Viewing his college stomping grounds from his shop in the South Side, Kramer feels wistful.

“[Oakland has] became more sterile. It lost some charm, but … maybe it was time for that,” Kramer said.

Why

Current business owners say the key to attracting students is offering higher quality products, even if the price tag goes up, but former business owners like Kramer say the cost of space near Pitt’s campus is still too high for many venues.

“There shouldn’t be any nightlife [in Oakland because] the rents don’t allow for that,” he said, referencing tight profit margins on cinemas and bars. “There’s one or two bars, there’s no movie theatre … there’s nothing.”

John Elavsky, the owner of Hemingway’s Cafe since the mid-90s and a Pitt alum, has watched the decline of nightlife in Oakland that Patlakh laments.

Since he bought Hemingway’s, Elavsky said many of the old hot spots have closed and students and their dollars have left to other competing parts of the city, like the North Shore and South Side.

“Kids have more money these days,” Elavsky said, even as students like Patlakh and Drew balk at spending.

The change in students isn’t limited to the booze, said Brandon Smith, the 35-year-old co-owner of Fuel and Fuddle and a Pitt alum.

When he was a student, from 1999 to 2006, bars were often shot and beer joints, and if they served food, the emphasis was on low price — not on high quality. He feels that trend has reversed in the last few years.

“We realized what students want is better food, not cheaper food,” Smith said, referencing Fuel’s menu which often includes items — like a surf and turf — that would never have been considered for an Oakland menu even 15 years ago. “Price is not such a concern.”

In the ’90s, specials on cheap booze, like Calico’s 5-cent drafts, did well. Now, signs for craft beers like New Belgium and Troegs decorate Fuel’s walls, while Hemingway’s owner has branched out, selling more expensive craft beers for $7 or $8 each to match a millennial audience with more discerning tastes.

Elavsky is also bemused that students have the cash for a microbrewed IPA, as well as an Uber to then hit the competition in the North Side, South Side or Lawrenceville, when he couldn’t even afford a cab in college.

Elavsky also credits the shift in nightlife to a smarter, more serious college crowd determined to finish in four years. When he started at Hemingway’s, Elavsky observed students who would spend five nights a week at the bar. Now, regulars might come two or three times.

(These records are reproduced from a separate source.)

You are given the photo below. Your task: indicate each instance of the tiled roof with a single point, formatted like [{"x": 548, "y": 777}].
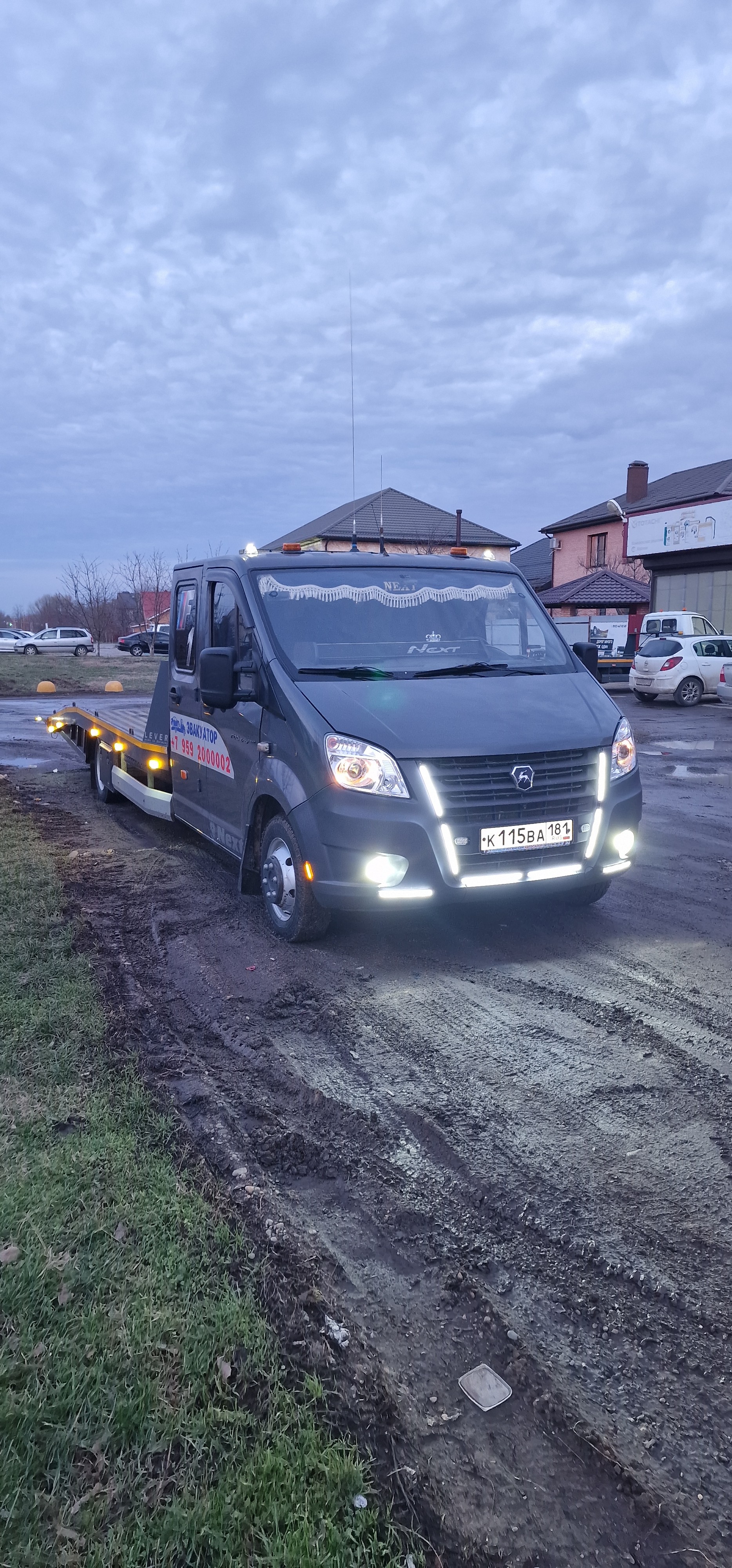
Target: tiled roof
[
  {"x": 687, "y": 485},
  {"x": 407, "y": 521},
  {"x": 598, "y": 590},
  {"x": 535, "y": 562}
]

According to the Pitt Fact Book, the average SAT scores of new Panthers rose from 1110 to about 1280 from 1995 to 2016.

But, matching the demographic changes is part of how Hemingway’s has stayed tucked into the heart of Pitt’s campus on Forbes.

“If we were still trying to sell things we did 20, 25 years ago, we’d be out of business,” Elavsky said.

Back outside Towers, as the cigarette smokes dissipates in the cool November air, Passerini thinks back on her two years of on-campus living. Now in Squirrel Hill, she spends her time holding dinner parties with friends or going out dancing. Her main observation from the years in Pitt’s shadow are simple.

“Oakland is boring and expensive,” Passerini said.